A total of 14 horses located between Cairns in the far north and Macksville on the New South Wales mid north coast have now died from the disease, which authorities are struggling to control.
“Beating Hendra is going to take a combined effort of science Australia,” said Queensland premier Anna Bligh.
Ms Bligh said that the new $6 million in funding would complement the work the CSIRO was doing to develop a vaccine to prevent horses picking up the infection in the first place.
The current outbreak of the disease was first detected in the south western corner of Queensland, however it has now spread just about all the way up the Queensland coast and into New South Wales, which has led Racing Victoria Chief Executive Rob Hines to warn Victorian trainers about the dangers of the disease.

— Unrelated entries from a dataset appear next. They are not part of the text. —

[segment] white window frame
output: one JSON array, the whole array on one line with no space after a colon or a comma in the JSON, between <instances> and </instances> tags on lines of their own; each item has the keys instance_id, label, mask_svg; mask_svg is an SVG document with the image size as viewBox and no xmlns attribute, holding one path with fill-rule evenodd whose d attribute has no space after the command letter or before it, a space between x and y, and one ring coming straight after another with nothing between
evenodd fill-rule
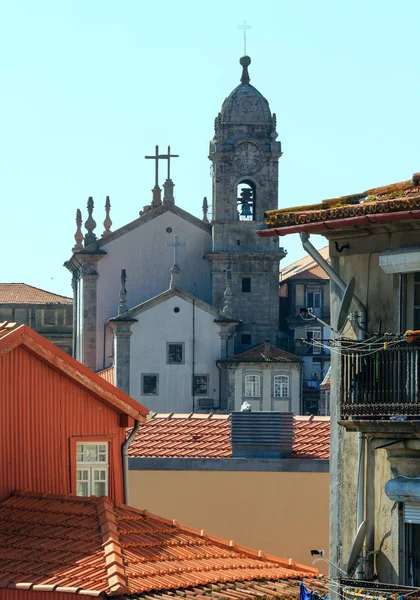
<instances>
[{"instance_id":1,"label":"white window frame","mask_svg":"<svg viewBox=\"0 0 420 600\"><path fill-rule=\"evenodd\" d=\"M316 302L312 302L312 305L310 305L309 298L308 298L309 294L313 295L314 300L315 300L315 297L319 297L319 306L315 306ZM315 311L315 310L321 311L321 309L322 309L322 290L320 290L319 287L308 285L305 290L305 295L306 295L306 307L312 308L313 311Z\"/></svg>"},{"instance_id":2,"label":"white window frame","mask_svg":"<svg viewBox=\"0 0 420 600\"><path fill-rule=\"evenodd\" d=\"M306 335L309 332L312 332L312 340L322 340L322 329L320 327L308 327L306 330ZM312 354L321 354L322 348L316 344L311 344L312 346Z\"/></svg>"},{"instance_id":3,"label":"white window frame","mask_svg":"<svg viewBox=\"0 0 420 600\"><path fill-rule=\"evenodd\" d=\"M195 385L194 385L195 377L204 377L205 378L205 380L206 380L206 391L205 392L200 392L195 389ZM192 395L193 396L208 396L209 395L209 387L210 387L209 384L210 384L210 377L206 373L194 373L194 375L192 376Z\"/></svg>"},{"instance_id":4,"label":"white window frame","mask_svg":"<svg viewBox=\"0 0 420 600\"><path fill-rule=\"evenodd\" d=\"M259 373L245 374L244 398L261 398L261 375Z\"/></svg>"},{"instance_id":5,"label":"white window frame","mask_svg":"<svg viewBox=\"0 0 420 600\"><path fill-rule=\"evenodd\" d=\"M280 379L280 381L276 381ZM278 391L276 393L276 387ZM287 392L287 393L285 393ZM275 373L273 376L273 398L290 398L290 376L286 373Z\"/></svg>"},{"instance_id":6,"label":"white window frame","mask_svg":"<svg viewBox=\"0 0 420 600\"><path fill-rule=\"evenodd\" d=\"M54 323L46 323L45 322L45 314L47 312L54 313ZM43 327L57 327L57 311L55 308L43 308L42 309L42 325Z\"/></svg>"},{"instance_id":7,"label":"white window frame","mask_svg":"<svg viewBox=\"0 0 420 600\"><path fill-rule=\"evenodd\" d=\"M104 450L99 448L104 446ZM97 459L88 456L89 449L96 448ZM103 457L100 459L99 457ZM101 473L103 477L99 477ZM82 476L86 475L86 476ZM81 493L79 484L87 484L87 493ZM104 493L95 493L95 483L104 484ZM76 442L76 495L108 496L109 494L109 442Z\"/></svg>"},{"instance_id":8,"label":"white window frame","mask_svg":"<svg viewBox=\"0 0 420 600\"><path fill-rule=\"evenodd\" d=\"M144 391L144 378L145 377L156 377L156 392L145 392ZM159 396L159 373L142 373L141 374L141 395L142 396Z\"/></svg>"},{"instance_id":9,"label":"white window frame","mask_svg":"<svg viewBox=\"0 0 420 600\"><path fill-rule=\"evenodd\" d=\"M420 281L415 281L418 273L420 272L415 271L407 274L407 329L415 329L419 324L415 323L414 318L415 312L420 311L420 305L415 304L415 289L420 286Z\"/></svg>"}]
</instances>

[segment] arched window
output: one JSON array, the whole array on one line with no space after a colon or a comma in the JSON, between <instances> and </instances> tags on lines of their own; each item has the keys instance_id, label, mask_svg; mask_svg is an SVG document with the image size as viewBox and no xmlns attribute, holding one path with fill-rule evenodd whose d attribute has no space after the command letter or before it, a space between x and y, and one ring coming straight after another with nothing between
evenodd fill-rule
<instances>
[{"instance_id":1,"label":"arched window","mask_svg":"<svg viewBox=\"0 0 420 600\"><path fill-rule=\"evenodd\" d=\"M289 397L289 376L274 375L274 398Z\"/></svg>"},{"instance_id":2,"label":"arched window","mask_svg":"<svg viewBox=\"0 0 420 600\"><path fill-rule=\"evenodd\" d=\"M237 188L238 219L240 221L255 221L255 184L244 180Z\"/></svg>"},{"instance_id":3,"label":"arched window","mask_svg":"<svg viewBox=\"0 0 420 600\"><path fill-rule=\"evenodd\" d=\"M245 375L245 398L261 396L261 378L259 375Z\"/></svg>"}]
</instances>

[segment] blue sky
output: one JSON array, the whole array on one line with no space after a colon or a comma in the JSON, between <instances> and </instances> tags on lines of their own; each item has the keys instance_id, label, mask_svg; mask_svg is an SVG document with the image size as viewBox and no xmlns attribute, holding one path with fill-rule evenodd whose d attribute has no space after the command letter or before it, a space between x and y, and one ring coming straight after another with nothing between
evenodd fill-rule
<instances>
[{"instance_id":1,"label":"blue sky","mask_svg":"<svg viewBox=\"0 0 420 600\"><path fill-rule=\"evenodd\" d=\"M11 0L0 4L1 281L71 294L75 213L113 229L151 200L154 146L180 154L176 202L201 216L208 143L238 84L277 114L279 206L420 171L417 0ZM163 177L162 177L163 179ZM314 238L318 246L324 238ZM295 236L289 255L302 254ZM123 265L122 265L123 266ZM182 265L181 265L182 266Z\"/></svg>"}]
</instances>

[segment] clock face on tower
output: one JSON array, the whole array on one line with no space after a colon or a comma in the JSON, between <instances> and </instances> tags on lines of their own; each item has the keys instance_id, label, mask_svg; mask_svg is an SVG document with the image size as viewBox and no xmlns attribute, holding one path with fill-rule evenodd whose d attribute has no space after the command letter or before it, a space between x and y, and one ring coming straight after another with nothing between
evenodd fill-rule
<instances>
[{"instance_id":1,"label":"clock face on tower","mask_svg":"<svg viewBox=\"0 0 420 600\"><path fill-rule=\"evenodd\" d=\"M242 142L235 150L233 164L240 173L250 173L258 171L263 158L263 153L256 144Z\"/></svg>"}]
</instances>

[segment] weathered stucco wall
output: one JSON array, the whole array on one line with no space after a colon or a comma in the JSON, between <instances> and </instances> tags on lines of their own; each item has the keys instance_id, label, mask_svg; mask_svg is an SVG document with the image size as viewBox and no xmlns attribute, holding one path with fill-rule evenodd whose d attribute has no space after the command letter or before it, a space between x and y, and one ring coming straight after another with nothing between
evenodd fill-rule
<instances>
[{"instance_id":1,"label":"weathered stucco wall","mask_svg":"<svg viewBox=\"0 0 420 600\"><path fill-rule=\"evenodd\" d=\"M132 471L130 504L310 564L328 548L328 473ZM325 563L316 565L326 572Z\"/></svg>"}]
</instances>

A host of Victorian horses, including Black Caviar, have been spelling at agistment farms in Queensland, which has prompted Hines to send biosecurity information to all trainers who have had horses in Queensland in recent months.
Mike Moroney actually rushed his star filly Brazilian Pulse back from Queensland a week ago, as he feared an outbreak would mean she was stranded in the affected zone.
Hines said that the Hendra outbreak was far more serious than the Equine Influenza outbreak that crippled racing in 2007 because it had the potential to kill humans as well.
Issues surrounding the Hendra virus have been further complicated by the fact that it was recently found in a dog on a Queensland farm.
Scientists were of the opinion that the virus could only be transferred along the bat-horse-human axis, however this case has led to fears that the disease could be mutating, which could be disastrous for the horse population, especially in Queensland.
“We don’t know how the dog contracted the virus or when it happened. Based on our knowledge to date, it is most likely that the dog caught the virus from an infected horse,” said chief Queensland vet Rick Symons.